That and other business from last week
When the Village Board met on January 22 the majority of the meeting had to do with parking.
Jason Kaczmarkiewicz, director of business development for Complus in Tarrytown, was at the meeting to demonstrate a handheld device the village can purchase for its police officers to use to help enforce parking rules. In addition, he was there to explain how his company can help the village collect some $95,000 in outstanding parking fines owed.
First, writing new tickets. The wifi enabled device that he presented can scan license plates, electronically ‘mark tires’, scan car registrations, take pictures of parking infractions, and create thermal-printed tickets for an officer to place on a vehicle. Those tickets then have online options to pay tickets.
As for the old tickets, Kaczmarkiewicz said they have an average collection rate of 91 percent, and would ask the village for a contract in which they would receive 30% of everything collected.
The outstanding tickets, Police Chief Ken Scott said, range from meter tickets to snow parking to parking too far from the curb, and other violations. Mayor Joe D’Onofrio said he believes they are split about 50/50 between local residents and visitors to the community.

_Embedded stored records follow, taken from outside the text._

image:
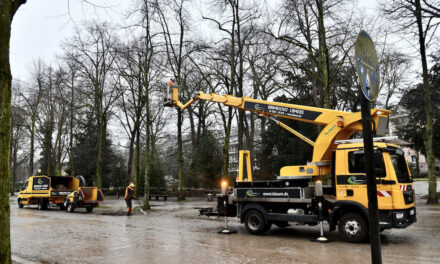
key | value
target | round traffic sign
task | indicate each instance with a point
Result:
(367, 65)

In other business from the meeting, Highland Falls’ Olga Anderson asked for an update on consolidation. D’Onofrio said village officials are still waiting to get a signed agreement back on the consolidation study continuation from Rondout Consulting.
Pat Flynn was on hand to again encourage the board to create a policy on inflatables. Right now the village does not allow them on public property.

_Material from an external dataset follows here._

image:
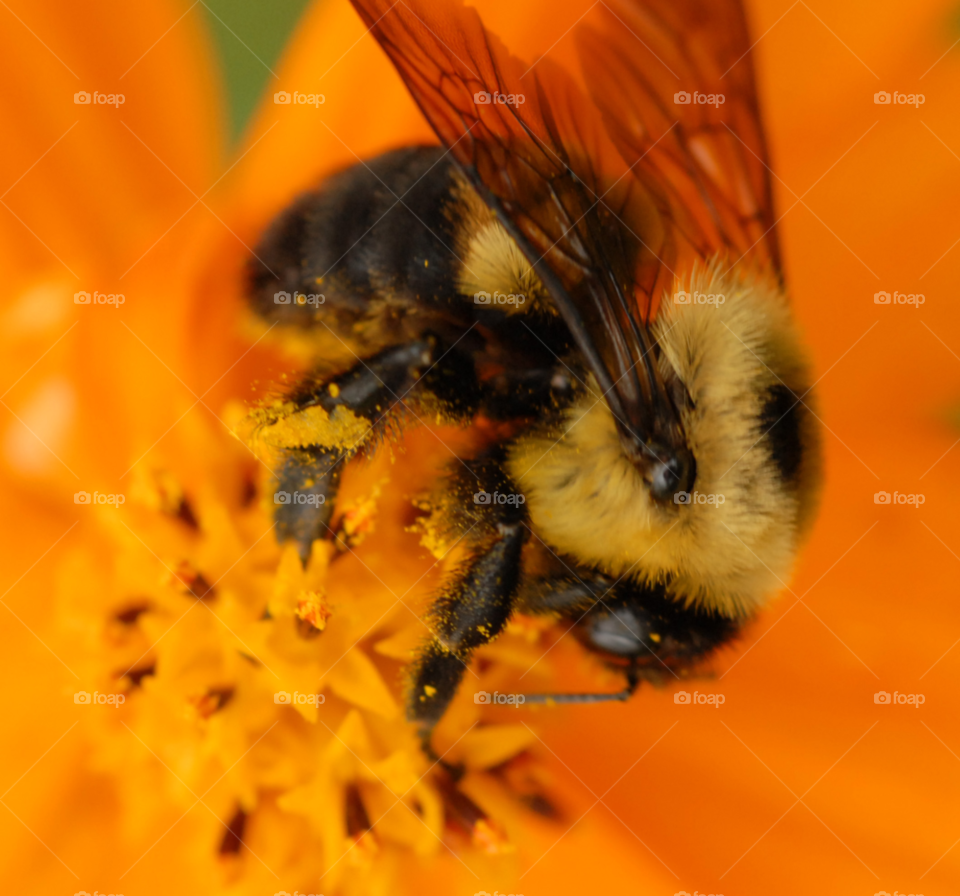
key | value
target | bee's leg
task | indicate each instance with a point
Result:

The mayor told the board he has named Paul Walker as a consultant to the village, at no cost, to work on grants, land return and other municipal projects.

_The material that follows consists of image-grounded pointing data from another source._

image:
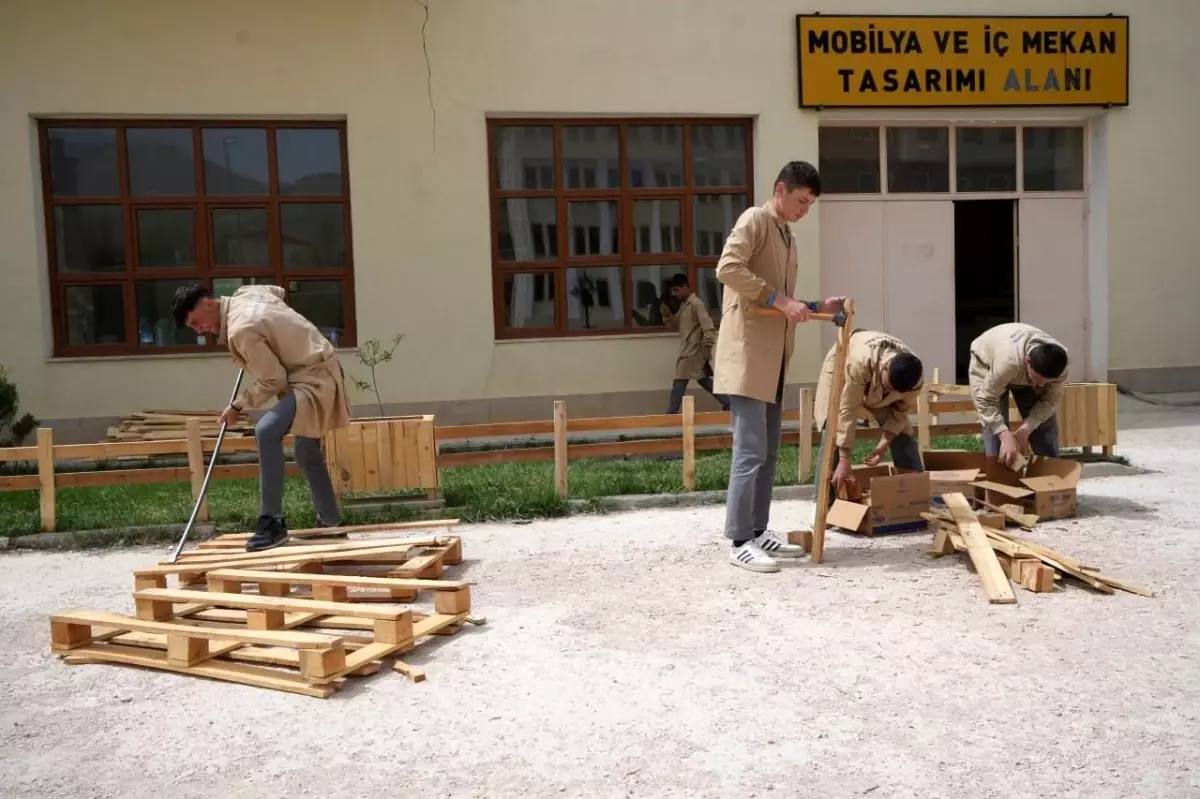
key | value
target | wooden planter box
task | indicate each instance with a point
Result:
(383, 454)
(1089, 415)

Correction: Part-time dispatcher Gina Borra, who previously worked as the HFPD’s head dispatcher, was rehired at a salary of $15 an hour, not $13.82 as reported in last week’s News. At the meeting, Scott asked her hourly rate be higher than the typical part-time starting rate because of her longtime experience in the job and the fact that she would require no training. The board said it was an “extreme exception”, but they agreed to the higher rate of pay.